Festiwal Biegów w Piwnicznej-Zdrój

  • Festiwal Biegów w Piwnicznej-Zdrój
W ostatnim moim poście zastanawiałem się, co może wyjść z kombinacji: 3 starty w 3 dni? A to co się później okazało przeszło moje najśmielsze oczekiwania😁 …ale po kolei. Reprezentując LKS Feniks Opoczno wystartowałem w trzech biegach będących częścią 12-tego Festiwalu Biegów w Piwnicznej-Zdrój (poprzednie edycje Festiwalu odbywały się w Krynicy-Zdrój). Festiwal Biegów to wydarzenie sportowe organizowane od 2010 roku na trasach Beskidu Sądeckiego. Podczas trzech dni biegowych zmagań impreza oferuje ponad 20 dystansów dla profesjonalistów i amatorów. Biegi w ramach Biegów Siedmiu Dolin (B7D): Ultramaraton 100 km, 64 km, Bieg Górski 34 km, Runek Run na 22 km. Biegi uliczne: Życiowa Dycha bieg na 10 km, Maraton, Półmaraton oraz biegi rozgrywane na terenie Miasteczka Biegowego: dla dzieci, Nordic Walking, Biegi nocne. Łączny dystans tras wynosi 300 km. Jednocześnie podczas Festiwalu rozgrywane były Mistrzostwa Polski Masters w Maratonie, w Półmaratonie oraz w biegu na 10 km.

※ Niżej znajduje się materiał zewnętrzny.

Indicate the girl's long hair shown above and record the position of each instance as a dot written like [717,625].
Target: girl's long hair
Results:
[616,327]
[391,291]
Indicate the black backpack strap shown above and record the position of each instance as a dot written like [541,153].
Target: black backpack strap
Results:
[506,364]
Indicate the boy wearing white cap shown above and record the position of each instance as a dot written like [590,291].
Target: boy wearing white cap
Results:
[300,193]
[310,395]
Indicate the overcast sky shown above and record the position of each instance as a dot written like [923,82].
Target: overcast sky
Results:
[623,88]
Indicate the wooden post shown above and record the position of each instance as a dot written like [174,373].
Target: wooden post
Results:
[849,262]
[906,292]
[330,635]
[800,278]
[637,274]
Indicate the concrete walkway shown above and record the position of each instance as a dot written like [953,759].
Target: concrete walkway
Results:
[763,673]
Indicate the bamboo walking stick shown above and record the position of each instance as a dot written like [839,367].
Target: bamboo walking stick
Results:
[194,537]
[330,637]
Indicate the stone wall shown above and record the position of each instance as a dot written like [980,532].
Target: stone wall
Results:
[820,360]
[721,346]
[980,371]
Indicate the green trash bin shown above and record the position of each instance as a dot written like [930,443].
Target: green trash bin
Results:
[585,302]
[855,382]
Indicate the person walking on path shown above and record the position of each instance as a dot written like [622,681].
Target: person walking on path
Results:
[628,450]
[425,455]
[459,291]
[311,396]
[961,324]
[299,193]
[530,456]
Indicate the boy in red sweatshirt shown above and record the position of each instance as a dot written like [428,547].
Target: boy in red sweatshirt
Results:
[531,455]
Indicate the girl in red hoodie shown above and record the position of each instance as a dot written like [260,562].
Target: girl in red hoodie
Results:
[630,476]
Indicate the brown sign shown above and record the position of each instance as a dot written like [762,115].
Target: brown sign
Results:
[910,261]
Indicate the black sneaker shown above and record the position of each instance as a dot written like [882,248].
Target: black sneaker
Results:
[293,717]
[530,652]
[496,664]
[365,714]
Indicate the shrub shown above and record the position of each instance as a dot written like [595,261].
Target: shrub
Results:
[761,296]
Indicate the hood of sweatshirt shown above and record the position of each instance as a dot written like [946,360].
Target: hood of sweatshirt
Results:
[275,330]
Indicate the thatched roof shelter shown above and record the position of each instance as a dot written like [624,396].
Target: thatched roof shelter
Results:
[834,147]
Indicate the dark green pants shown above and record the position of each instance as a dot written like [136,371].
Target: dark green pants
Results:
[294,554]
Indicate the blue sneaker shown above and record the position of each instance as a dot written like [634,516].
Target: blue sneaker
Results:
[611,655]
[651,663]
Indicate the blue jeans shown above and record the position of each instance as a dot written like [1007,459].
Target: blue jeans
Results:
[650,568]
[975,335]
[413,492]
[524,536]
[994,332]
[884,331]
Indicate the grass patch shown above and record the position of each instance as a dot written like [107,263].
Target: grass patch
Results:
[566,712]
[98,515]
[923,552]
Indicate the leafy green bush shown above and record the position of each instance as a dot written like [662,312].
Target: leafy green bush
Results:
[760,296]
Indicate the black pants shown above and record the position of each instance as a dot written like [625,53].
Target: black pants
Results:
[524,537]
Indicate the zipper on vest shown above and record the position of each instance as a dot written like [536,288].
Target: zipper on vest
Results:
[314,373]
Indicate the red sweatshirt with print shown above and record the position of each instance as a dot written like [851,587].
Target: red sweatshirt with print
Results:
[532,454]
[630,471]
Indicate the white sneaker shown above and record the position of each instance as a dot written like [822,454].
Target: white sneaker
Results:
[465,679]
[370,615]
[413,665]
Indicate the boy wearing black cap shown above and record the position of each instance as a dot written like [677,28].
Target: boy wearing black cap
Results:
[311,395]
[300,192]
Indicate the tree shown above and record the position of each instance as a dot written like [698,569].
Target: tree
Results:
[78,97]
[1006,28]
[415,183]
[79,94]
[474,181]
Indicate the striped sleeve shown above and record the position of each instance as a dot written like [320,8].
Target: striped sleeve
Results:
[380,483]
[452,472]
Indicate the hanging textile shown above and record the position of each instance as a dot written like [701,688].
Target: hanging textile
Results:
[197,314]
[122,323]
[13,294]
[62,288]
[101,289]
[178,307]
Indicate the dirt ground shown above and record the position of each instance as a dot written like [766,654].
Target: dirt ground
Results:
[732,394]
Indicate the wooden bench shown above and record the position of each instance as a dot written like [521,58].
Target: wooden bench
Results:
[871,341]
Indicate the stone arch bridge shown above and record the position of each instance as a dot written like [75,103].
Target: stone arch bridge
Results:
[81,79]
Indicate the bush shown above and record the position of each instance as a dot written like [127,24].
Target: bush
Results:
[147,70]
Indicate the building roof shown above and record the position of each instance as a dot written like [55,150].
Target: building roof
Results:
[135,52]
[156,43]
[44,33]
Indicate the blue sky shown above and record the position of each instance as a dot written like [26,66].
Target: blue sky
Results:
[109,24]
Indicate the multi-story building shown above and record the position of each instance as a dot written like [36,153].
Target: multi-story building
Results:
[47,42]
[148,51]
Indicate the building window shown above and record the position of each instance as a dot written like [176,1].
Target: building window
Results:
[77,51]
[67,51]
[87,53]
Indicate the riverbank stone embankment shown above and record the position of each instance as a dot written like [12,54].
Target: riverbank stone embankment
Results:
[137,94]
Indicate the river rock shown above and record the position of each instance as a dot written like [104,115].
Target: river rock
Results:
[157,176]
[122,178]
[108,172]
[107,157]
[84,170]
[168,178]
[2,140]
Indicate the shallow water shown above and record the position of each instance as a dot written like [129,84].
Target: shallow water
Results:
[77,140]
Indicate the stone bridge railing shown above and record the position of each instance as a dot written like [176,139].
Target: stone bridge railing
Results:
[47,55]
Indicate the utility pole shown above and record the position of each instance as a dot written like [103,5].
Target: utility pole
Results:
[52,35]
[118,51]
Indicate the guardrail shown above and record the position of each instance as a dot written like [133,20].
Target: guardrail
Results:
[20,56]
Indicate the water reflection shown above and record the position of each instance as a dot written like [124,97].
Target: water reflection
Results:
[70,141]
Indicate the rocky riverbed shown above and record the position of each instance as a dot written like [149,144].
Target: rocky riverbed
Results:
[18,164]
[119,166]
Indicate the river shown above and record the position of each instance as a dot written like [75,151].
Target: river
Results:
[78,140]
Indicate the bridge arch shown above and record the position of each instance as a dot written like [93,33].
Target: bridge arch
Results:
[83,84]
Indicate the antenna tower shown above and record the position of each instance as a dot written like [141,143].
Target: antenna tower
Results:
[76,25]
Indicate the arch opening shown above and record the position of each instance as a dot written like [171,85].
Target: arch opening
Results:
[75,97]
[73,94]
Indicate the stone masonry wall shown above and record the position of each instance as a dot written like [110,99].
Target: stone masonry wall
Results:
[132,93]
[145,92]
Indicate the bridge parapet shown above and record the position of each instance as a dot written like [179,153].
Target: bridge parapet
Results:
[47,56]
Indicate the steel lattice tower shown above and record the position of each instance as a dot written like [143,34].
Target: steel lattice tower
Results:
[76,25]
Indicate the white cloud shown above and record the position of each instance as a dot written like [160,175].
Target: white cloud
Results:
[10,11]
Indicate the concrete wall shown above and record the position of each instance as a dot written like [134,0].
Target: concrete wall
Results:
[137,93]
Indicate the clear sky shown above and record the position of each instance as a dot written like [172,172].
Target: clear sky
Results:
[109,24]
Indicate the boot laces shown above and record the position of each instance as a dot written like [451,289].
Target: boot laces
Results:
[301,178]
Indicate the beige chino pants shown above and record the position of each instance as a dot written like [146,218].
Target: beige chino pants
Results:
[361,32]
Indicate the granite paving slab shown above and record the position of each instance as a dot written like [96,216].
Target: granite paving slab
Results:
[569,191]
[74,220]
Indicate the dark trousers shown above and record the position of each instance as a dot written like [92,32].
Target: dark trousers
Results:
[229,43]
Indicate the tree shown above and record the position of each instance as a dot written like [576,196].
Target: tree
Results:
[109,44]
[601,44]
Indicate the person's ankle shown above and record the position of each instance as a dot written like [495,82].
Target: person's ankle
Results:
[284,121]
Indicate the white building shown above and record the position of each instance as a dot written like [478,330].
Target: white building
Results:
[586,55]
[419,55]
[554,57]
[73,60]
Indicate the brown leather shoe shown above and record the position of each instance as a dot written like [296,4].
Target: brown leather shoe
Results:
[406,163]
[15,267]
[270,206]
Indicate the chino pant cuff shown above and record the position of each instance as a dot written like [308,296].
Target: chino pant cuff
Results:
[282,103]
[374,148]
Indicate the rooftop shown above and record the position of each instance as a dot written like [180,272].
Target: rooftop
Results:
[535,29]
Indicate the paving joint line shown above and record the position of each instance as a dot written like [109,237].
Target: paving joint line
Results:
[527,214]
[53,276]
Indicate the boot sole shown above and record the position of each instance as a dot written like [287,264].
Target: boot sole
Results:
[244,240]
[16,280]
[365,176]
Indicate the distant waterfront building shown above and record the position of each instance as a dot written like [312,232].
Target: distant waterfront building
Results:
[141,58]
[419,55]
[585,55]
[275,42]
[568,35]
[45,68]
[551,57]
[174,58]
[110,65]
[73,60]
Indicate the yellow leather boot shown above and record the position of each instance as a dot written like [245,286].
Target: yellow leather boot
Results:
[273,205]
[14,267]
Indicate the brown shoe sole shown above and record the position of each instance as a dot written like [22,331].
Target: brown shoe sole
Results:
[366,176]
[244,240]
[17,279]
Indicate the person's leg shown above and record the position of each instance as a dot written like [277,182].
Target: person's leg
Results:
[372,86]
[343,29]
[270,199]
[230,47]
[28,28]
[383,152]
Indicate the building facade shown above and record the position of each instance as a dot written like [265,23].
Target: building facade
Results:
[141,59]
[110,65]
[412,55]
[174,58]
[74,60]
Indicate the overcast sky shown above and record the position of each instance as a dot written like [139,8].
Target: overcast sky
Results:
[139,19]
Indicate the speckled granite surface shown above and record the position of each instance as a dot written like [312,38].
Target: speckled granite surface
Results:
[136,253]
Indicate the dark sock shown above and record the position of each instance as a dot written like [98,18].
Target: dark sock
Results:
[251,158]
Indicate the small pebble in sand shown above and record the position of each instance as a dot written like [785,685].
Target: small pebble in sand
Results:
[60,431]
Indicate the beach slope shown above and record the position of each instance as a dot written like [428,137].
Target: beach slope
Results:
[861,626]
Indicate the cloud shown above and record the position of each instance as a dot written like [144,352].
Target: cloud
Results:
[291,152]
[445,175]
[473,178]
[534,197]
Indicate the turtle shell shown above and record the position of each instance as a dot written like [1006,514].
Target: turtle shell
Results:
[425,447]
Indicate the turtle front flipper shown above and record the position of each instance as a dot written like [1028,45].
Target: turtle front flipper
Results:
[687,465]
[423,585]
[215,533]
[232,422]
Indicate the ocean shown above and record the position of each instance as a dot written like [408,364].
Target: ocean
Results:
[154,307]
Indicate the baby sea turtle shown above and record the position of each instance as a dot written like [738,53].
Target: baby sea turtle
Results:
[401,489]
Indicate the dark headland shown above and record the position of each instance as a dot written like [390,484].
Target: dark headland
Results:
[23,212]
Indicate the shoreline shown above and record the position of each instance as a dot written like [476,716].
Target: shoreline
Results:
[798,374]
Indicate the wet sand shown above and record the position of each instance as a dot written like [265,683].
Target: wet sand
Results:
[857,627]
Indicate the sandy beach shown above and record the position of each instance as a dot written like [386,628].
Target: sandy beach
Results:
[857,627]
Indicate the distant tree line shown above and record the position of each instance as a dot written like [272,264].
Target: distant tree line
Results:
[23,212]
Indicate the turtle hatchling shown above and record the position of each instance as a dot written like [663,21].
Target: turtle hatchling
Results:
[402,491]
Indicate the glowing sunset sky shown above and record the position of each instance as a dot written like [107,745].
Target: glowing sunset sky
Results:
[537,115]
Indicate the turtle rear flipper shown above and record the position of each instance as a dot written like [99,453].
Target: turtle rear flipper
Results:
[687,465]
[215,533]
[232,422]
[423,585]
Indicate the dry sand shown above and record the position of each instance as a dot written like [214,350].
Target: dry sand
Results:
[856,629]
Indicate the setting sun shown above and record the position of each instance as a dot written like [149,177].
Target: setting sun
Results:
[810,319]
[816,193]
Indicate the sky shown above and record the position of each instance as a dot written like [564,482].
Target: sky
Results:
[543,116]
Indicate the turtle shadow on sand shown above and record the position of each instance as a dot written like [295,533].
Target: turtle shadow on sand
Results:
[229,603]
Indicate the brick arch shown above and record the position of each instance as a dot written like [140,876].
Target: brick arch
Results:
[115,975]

Z tego mnóstwa biegów ja wybrałem w piątek bieg na 1 Milę (1609m), w sobotę bieg na 10km (Sądecka Dycha Newag – ze Starego do Nowego Sącza) a w niedzielę półmaraton (ze Starego Sącza do Piwnicznej).
Na tych trzech dystansach czterokrotnie stanąłem na podium z tego 3 razy na jego najwyższym stopniu🥇🥇🥇.
W biegu na 1 Milę z czasem 5’37” zająłem 3 miejsce 🥉w kat M>40. To mój debiut na tak krótkim jak dla mnie dystansie. W biegu na 10 km poprawiłem życiówkę z ubiegłego tygodnia o 11 sekund. Obecnie mój PB to 38’40”. Zwyciężył aktualny wice Mistrz Polski w Maratonie Kamil Karbowiak z kosmicznym czasem 30’01” wyprzedzając dwóch reprezentantów Ukrainy, którzy również pobiegli poniżej 31 minut. W tak bardzo mocno obsadzonym biegu zająłem 48 miejsce Open, 10 w Kat M40 oraz 1 w Kat M45🥇 w Mistrzostwach Polski Masters.
W półmaratonie, którego trasa prowadziła lekko pod górę uzyskałem czas 1h28’50”. Wystarczyło to na 9 miejsce OPEN oraz 1 w Kat M40🥇 i 1 w Kat M45 🥇w Mistrzostwach Polski Masters.
Emocje, które przeżyłem przez te 3 dni są nie do opisania. Do tej pory znajdowałem mnóstwo radości i satysfakcji w dobrze wykonanych treningach, czy poprawianych życiówkach. Ale to wszystko to był dopiero przedsmak tego, co czuje się rywalizując i na koniec wygrywając z podobnymi do mnie zapaleńcami z całego kraju 🙂 . To bardzo motywuje.